Blekovske Žibrše (/sl/, in older sources Žiberše, Sibersche) is a former village in western Slovenia in the Municipality of Logatec. It is now part of the village of Žibrše. It is part of the traditional region of Inner Carniola and is now included in the Central Slovenia Statistical Region.

==Geography==
Blekovske Žibrše is located northwest of Logatec in the center of the village territory of Žibrše. A hill known as Šenčur Peak (Šenčurjev vrh, elevation: 725 m) rises north of the settlement. Hotenjka Creek and Black Creek (Črni potok) flow to the west, Kobal Creek (Kobalova grapa) to the southeast, and Turk Creek (Turkova grapa) to the northeast.

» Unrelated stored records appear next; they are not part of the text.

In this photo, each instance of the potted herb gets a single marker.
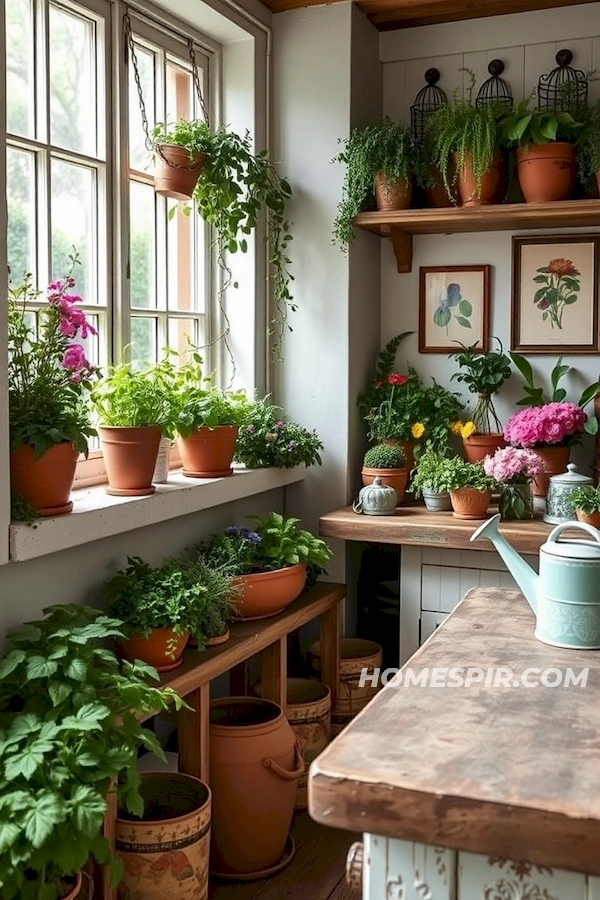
(162, 606)
(483, 373)
(268, 439)
(429, 481)
(269, 564)
(48, 380)
(135, 408)
(70, 734)
(388, 463)
(586, 503)
(546, 154)
(465, 145)
(379, 160)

The soil is gravelly.

==Name==
The name Blekovske Žibrše means 'Žibrše in the Blekova Vas direction', referring to the former village of Blekova Vas, now part of Logatec. The name Blekovske Žibrše was used to distinguish the settlement from neighboring Hotenjske Žibrše (i.e., 'Žibrše in the Hotedršica direction') and Logaške Žibrše ('Žibrše in the Logatec direction'), as well as Rovtarske Žibrše ('Žibrše in the Rovte direction') to the north. The name Žibrše itself is derived from the Middle High German personal name Sîvrid 'Siegfried', referring to an early inhabitant of the place.

==History==
Blekovske Žibrše had a population of three (in one house) in 1870, six (in one house) in 1880, nine (in two houses) in 1890, and 11 (in two houses) in 1900. Together with Hotenjske Žibrše and Logaške Žibrše, Blekovske Žibrše was combined into a single village called Žibrše in 1955, ending its existence as a separate settlement.